While this has been discussed before, knowing the financial part of selecting a CCRC, could have a big effect on one's finances. 
Not understanding the choices between A, B and C plans upfront could eventually cost tens to hundreds of thousands of dollars.  Not a simple decision, but one that is too often made without research.  
The basics are here: 

https://www.mylifesite.net/blog/post/choosing-a-ccrc-which-contract-model-is-best/

... but individual circumstances and planning well ahead of need is a must.  Now, 15 years in, and looking back, we made the right decision, but that was sheer luck.  Too often, the choice is made because the CCRC has become necessary, and the candidate(s) don't know there is a choice.

We live in Liberty Village, in Peru, Illinois, which is a type C contract.  There are many reasons why this has been right for us, for the past 15 years, but for others, a Type A or B, might be a better choice.


----------



## DaveA (Nov 18, 2018)

I hate to admit it but I didn't even know what CCRC meant until I looked at the attachment.
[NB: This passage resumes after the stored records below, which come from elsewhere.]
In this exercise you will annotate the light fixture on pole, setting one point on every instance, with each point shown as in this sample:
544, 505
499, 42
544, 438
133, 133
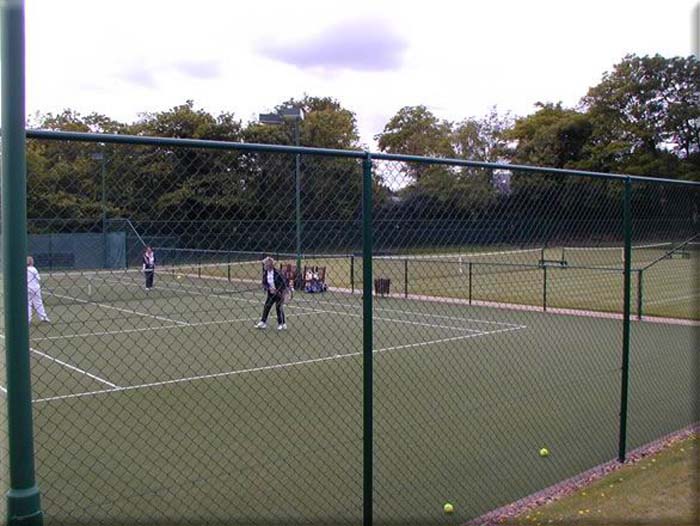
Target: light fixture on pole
294, 115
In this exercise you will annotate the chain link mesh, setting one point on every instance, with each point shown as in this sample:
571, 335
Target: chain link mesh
497, 324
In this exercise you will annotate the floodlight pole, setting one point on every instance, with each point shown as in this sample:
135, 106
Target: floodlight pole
297, 198
23, 497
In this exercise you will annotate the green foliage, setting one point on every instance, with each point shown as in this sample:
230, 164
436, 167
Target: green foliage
643, 118
646, 106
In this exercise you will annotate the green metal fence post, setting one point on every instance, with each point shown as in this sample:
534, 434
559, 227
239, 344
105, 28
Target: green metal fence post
627, 221
544, 287
297, 207
367, 431
103, 170
23, 497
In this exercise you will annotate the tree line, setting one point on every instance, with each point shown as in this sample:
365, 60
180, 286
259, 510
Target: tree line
642, 118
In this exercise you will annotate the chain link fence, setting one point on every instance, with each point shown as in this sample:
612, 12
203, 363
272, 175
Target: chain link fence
495, 324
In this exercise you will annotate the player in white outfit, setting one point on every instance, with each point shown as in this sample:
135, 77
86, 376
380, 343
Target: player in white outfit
34, 292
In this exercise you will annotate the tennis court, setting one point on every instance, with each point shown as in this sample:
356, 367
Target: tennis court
144, 400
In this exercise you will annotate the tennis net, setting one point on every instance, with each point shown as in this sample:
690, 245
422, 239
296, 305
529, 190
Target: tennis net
66, 288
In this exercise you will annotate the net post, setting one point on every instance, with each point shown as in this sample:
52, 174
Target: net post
405, 278
352, 273
470, 282
640, 290
367, 340
23, 497
624, 388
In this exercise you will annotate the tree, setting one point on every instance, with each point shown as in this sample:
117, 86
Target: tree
646, 106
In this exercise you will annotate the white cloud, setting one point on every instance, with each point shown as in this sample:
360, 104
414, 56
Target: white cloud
128, 57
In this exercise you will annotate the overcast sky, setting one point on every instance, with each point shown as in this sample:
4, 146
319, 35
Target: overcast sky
459, 58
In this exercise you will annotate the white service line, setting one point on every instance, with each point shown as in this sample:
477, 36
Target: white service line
269, 367
162, 318
159, 328
72, 367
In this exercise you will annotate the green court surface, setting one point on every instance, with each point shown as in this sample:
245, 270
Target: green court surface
146, 405
592, 280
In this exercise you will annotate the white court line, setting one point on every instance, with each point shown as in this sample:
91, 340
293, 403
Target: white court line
72, 367
160, 327
162, 318
286, 365
671, 300
352, 306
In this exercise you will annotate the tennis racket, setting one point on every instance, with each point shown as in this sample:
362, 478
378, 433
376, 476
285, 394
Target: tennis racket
288, 294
I guess that means that my planning is not at an advanced stage  but then again, I'm only 85 at the moment. Maybe I should give it some consideration.


----------



## Lethe200 (Nov 18, 2018)

Thanks, very useful site. We were aware of the CCRC types as we investigated this back in 2014 for my MIL. But there's lots of other important info on that site. 

The one about estimating costs/length of long term care was REALLY eye-opening! I run across so many people in various other forums who insist they can self-insure with no problem. This article on LTC was quite an eye-opener, even for us (we have LTCi policies).

https://www.mylifesite.net/blog/post/so-ill-probably-need-long-term-care-but-for-how-long/


----------